Most people that I work with at Tidelands Church are new to the Presbyterian Church (USA). Even those who are already Presbyterian members may not have a good understanding of something like General Assembly. This being the case, I have been to thinking about how to give direction to those of you who may be interested in knowing more about some of the recent decisions that took place at General Assembly. I recently ran across the following blog that is helpful because it has many relevant links for further reading as well as a well-written pastoral response: “AN OPEN LETTER TO MY CHURCH…” While I do not share all of the same opinions as Rev. Lindsley there are some points I want to echo:
- My door is open. (No, I don’t have a literal office door yet, but I would be happy to meet and talk)
- I’m thankful to be part of denomination that is wrestling with very difficult issues instead of pretending like there is no room for discussion/debate. Whether we like it or not, these issues are not going away and it is better to be talking about how scripture addresses these issues than ignoring the major cultural shifts taking place.

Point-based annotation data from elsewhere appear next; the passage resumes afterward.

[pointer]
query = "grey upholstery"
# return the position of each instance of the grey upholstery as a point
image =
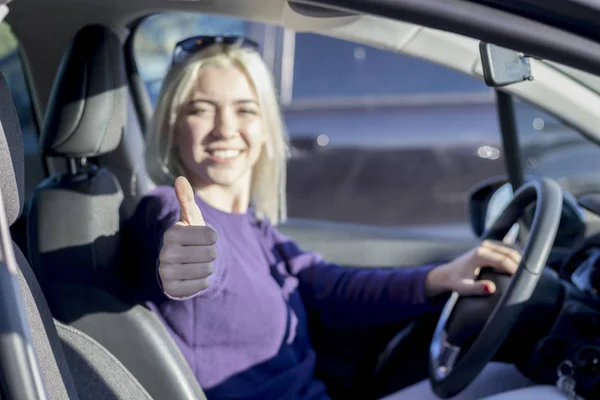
(87, 358)
(74, 222)
(55, 371)
(74, 219)
(88, 96)
(127, 162)
(11, 162)
(61, 376)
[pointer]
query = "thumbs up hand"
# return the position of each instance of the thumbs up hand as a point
(185, 260)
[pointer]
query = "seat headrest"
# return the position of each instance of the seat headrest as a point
(11, 155)
(87, 109)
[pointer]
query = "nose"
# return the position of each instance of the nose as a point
(225, 124)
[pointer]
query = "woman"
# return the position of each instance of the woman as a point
(233, 291)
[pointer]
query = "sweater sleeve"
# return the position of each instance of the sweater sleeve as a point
(348, 297)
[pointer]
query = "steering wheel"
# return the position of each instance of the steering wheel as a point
(471, 329)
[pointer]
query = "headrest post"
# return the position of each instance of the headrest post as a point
(72, 166)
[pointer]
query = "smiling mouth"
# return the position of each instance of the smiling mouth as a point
(220, 155)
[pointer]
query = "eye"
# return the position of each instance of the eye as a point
(248, 111)
(199, 111)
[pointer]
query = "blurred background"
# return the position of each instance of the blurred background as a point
(377, 137)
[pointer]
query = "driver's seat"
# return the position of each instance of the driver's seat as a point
(73, 366)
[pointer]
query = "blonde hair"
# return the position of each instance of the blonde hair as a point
(267, 191)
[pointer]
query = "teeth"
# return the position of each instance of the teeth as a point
(226, 154)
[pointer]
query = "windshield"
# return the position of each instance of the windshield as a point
(549, 148)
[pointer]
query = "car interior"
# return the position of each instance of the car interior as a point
(83, 337)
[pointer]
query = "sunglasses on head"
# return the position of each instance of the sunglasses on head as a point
(189, 46)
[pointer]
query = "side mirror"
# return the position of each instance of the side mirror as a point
(308, 143)
(502, 66)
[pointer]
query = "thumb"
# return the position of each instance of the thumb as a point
(190, 212)
(471, 287)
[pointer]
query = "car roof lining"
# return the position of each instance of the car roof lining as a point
(560, 90)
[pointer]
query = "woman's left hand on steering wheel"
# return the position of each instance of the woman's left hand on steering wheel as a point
(459, 275)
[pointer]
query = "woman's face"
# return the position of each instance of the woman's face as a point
(219, 134)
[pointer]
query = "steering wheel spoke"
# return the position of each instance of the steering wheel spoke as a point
(472, 328)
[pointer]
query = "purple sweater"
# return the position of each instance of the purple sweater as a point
(247, 336)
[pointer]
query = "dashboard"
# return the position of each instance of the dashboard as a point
(569, 297)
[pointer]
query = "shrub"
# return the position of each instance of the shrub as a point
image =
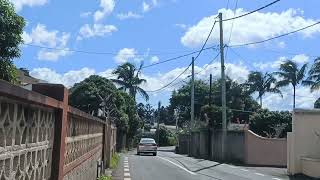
(104, 178)
(114, 161)
(271, 123)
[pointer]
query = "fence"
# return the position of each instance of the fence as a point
(241, 147)
(42, 137)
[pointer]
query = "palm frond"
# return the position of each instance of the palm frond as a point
(143, 93)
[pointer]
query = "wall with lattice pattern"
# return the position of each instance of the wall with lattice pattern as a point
(86, 170)
(26, 140)
(83, 137)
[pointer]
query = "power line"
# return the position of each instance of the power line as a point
(276, 37)
(251, 12)
(199, 52)
(206, 41)
(95, 52)
(178, 57)
(185, 70)
(207, 65)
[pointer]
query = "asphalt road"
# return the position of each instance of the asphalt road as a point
(170, 166)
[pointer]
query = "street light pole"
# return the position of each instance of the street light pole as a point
(223, 91)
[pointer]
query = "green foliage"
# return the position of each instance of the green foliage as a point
(8, 71)
(261, 83)
(313, 79)
(97, 93)
(11, 29)
(237, 98)
(317, 104)
(104, 178)
(145, 113)
(290, 74)
(166, 137)
(271, 123)
(213, 114)
(129, 81)
(114, 161)
(147, 127)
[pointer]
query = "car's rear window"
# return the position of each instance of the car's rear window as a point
(147, 141)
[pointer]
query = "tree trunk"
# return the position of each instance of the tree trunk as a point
(294, 97)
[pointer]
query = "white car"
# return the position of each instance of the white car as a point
(147, 145)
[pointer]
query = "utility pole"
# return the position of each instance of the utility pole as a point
(192, 94)
(210, 91)
(223, 91)
(158, 124)
(192, 106)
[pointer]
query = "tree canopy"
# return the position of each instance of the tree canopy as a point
(128, 79)
(11, 25)
(237, 99)
(96, 93)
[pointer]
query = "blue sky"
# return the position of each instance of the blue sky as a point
(155, 30)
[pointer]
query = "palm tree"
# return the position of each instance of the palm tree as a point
(261, 83)
(129, 81)
(313, 79)
(291, 74)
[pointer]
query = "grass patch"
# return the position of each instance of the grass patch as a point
(114, 161)
(104, 178)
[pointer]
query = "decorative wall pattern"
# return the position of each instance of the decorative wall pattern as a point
(83, 135)
(86, 171)
(26, 140)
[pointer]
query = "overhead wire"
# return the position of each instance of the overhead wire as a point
(251, 12)
(276, 37)
(95, 52)
(199, 52)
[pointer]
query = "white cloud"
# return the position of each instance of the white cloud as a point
(145, 7)
(87, 31)
(128, 15)
(85, 14)
(154, 59)
(234, 71)
(68, 79)
(304, 99)
(238, 72)
(182, 26)
(31, 3)
(52, 39)
(107, 8)
(281, 44)
(125, 54)
(254, 27)
(301, 58)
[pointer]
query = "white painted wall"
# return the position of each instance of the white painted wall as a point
(303, 142)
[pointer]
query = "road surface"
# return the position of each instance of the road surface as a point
(170, 166)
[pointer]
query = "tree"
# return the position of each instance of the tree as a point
(317, 104)
(237, 98)
(271, 123)
(313, 79)
(129, 81)
(11, 29)
(290, 73)
(261, 83)
(89, 96)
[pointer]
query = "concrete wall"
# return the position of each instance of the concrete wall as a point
(303, 141)
(234, 146)
(183, 143)
(265, 151)
(56, 140)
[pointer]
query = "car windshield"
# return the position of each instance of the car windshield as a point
(147, 141)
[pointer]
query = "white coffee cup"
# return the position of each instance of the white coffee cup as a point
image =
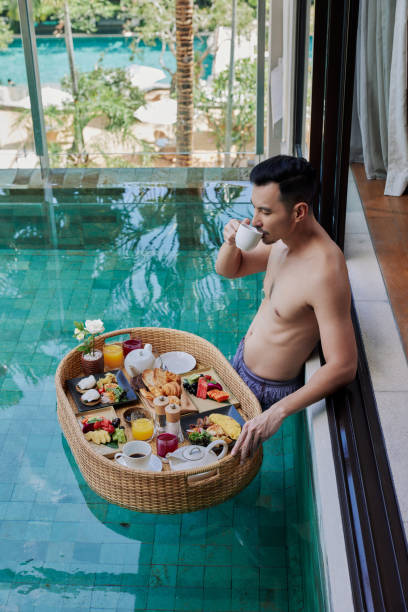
(247, 237)
(136, 447)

- If you are unhappy with any of the decisions, take some time. Steve suggested six months, I would suggest at least 12. The reality is that we live in a consumeristic mentality most of the time in our culture and want instant gratification or we “take our business elsewhere.” This is not the model we follow in the Church. We also tend to believe that we as individuals (whether pastors or lay leaders) have it all figured out while others are messed up and/or wrong. Hopefully, like me, you have changed some of your previous views as the result of the Holy Spirit working through scripture and leading you to a more faithful understanding. While I think my current interpretation of scripture is accurate, I would be a fool not to be open to the corrective work of God in my life and to assume that I have “arrived” at a perfect theology. Yes, it is hard to be part of a large group of Christians that often disagree on how to interpret scripture, but it is better than being a lone ranger or sole authority where alternate opinions are stifled.